Though once upon a time in Vancouver’s history skating on park lakes and ponds was a common thing, these days city officials keep close tabs on the ice’s thickness before giving the public the go-ahead to get out there and skate.
In Vancouver, Trout Lake in John Hendry Park has opened for skating in recent winters, but right now the official word is no. The City of Vancouver have even put lifeguards in place to ensure people keep off the ice (and keep dogs on leash near the frozen water).
Please stay off the ice! And keep dogs on a leash near the water. The ice is thin on our ponds and lakes despite the cold weather. Our lifeguards are out daily this week making people aware. #VanParkBoard pic.twitter.com/xUn1zWEgk2
— Vancouver Park Board (@ParkBoard) February 13, 2019
Outside of the city, in both Coquitlam and Richmond, are some popular public parks where ice skating is known to happen during particularly cold spells. Coquitlam’s Como Lake and Lafarge Lake sometimes open to skating, however the city is very stern regarding safety on those bodies of water.

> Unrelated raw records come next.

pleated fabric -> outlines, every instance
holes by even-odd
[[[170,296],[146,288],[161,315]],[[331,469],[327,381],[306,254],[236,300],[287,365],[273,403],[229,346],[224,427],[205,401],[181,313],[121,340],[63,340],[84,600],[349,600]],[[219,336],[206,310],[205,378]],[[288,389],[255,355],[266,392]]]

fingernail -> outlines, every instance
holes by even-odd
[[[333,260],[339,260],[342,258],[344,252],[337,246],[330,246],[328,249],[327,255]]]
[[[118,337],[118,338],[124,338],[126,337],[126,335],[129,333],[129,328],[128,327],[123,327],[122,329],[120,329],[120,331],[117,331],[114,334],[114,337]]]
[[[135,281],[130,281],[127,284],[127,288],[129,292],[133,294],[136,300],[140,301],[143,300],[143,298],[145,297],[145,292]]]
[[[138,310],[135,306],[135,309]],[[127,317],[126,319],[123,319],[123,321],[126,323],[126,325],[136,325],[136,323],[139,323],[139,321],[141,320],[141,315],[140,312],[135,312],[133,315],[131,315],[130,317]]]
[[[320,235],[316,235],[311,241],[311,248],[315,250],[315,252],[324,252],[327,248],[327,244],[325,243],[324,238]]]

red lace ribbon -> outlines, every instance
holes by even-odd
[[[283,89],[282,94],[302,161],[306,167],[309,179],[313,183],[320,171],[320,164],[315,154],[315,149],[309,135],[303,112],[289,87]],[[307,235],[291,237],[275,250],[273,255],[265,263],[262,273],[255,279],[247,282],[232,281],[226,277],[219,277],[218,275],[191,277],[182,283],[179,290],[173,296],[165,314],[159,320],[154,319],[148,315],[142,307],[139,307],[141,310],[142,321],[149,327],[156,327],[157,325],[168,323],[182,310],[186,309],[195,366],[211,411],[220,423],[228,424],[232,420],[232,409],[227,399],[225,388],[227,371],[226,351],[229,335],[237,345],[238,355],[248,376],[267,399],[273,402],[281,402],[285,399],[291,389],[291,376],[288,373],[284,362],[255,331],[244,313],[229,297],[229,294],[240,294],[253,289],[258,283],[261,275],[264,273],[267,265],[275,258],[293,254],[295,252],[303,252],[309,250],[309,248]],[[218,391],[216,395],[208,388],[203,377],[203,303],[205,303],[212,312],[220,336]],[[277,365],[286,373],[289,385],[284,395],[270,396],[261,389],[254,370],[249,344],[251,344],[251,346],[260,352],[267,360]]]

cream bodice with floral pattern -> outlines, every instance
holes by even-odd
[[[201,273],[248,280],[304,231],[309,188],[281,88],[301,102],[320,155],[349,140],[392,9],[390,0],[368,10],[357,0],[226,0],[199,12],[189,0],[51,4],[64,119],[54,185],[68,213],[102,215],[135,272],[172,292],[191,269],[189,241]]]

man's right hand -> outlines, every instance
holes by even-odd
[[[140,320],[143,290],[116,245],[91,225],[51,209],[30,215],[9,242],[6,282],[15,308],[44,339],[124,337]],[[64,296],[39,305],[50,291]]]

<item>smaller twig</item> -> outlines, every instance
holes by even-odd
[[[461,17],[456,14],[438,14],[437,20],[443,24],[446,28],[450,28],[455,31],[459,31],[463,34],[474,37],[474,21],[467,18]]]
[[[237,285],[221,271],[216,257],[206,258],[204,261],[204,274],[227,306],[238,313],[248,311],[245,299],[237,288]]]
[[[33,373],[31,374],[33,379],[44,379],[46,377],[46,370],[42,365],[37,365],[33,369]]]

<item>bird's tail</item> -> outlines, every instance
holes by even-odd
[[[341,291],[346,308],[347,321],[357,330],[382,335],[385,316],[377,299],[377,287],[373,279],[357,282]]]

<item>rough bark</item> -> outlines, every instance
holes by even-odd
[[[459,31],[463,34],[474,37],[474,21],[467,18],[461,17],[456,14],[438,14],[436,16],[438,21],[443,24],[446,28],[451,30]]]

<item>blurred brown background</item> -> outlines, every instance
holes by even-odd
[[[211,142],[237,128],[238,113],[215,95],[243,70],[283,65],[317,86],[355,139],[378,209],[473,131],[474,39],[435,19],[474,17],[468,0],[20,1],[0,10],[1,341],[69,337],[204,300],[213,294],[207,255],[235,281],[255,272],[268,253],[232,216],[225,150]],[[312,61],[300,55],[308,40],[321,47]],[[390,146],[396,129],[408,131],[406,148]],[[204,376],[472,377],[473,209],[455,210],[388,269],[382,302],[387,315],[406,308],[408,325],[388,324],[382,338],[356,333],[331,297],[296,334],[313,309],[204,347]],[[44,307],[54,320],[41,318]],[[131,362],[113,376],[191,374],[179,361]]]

“During stretches of particularly cold weather, the City monitors the thickness of ice in City parks. Despite what might appear to be extremely cold weather conditions, the ice is often not thick enough to support people or animals,” notes Coquitlam’s Winter Wise safety webpage.
“Unless otherwise advised, we strongly urge you for your safety to obey all signs and stay off the ice, even if it looks thick enough.”
Similarly, in Richmond, Steveston’s Garry Point Park lures in skaters and hockey enthusiasts for a little bit of ice action. They’ve got signs up indicating the danger of thin ice and asking people to keep off…though that hasn’t stopped quite a few people in the last couple of days.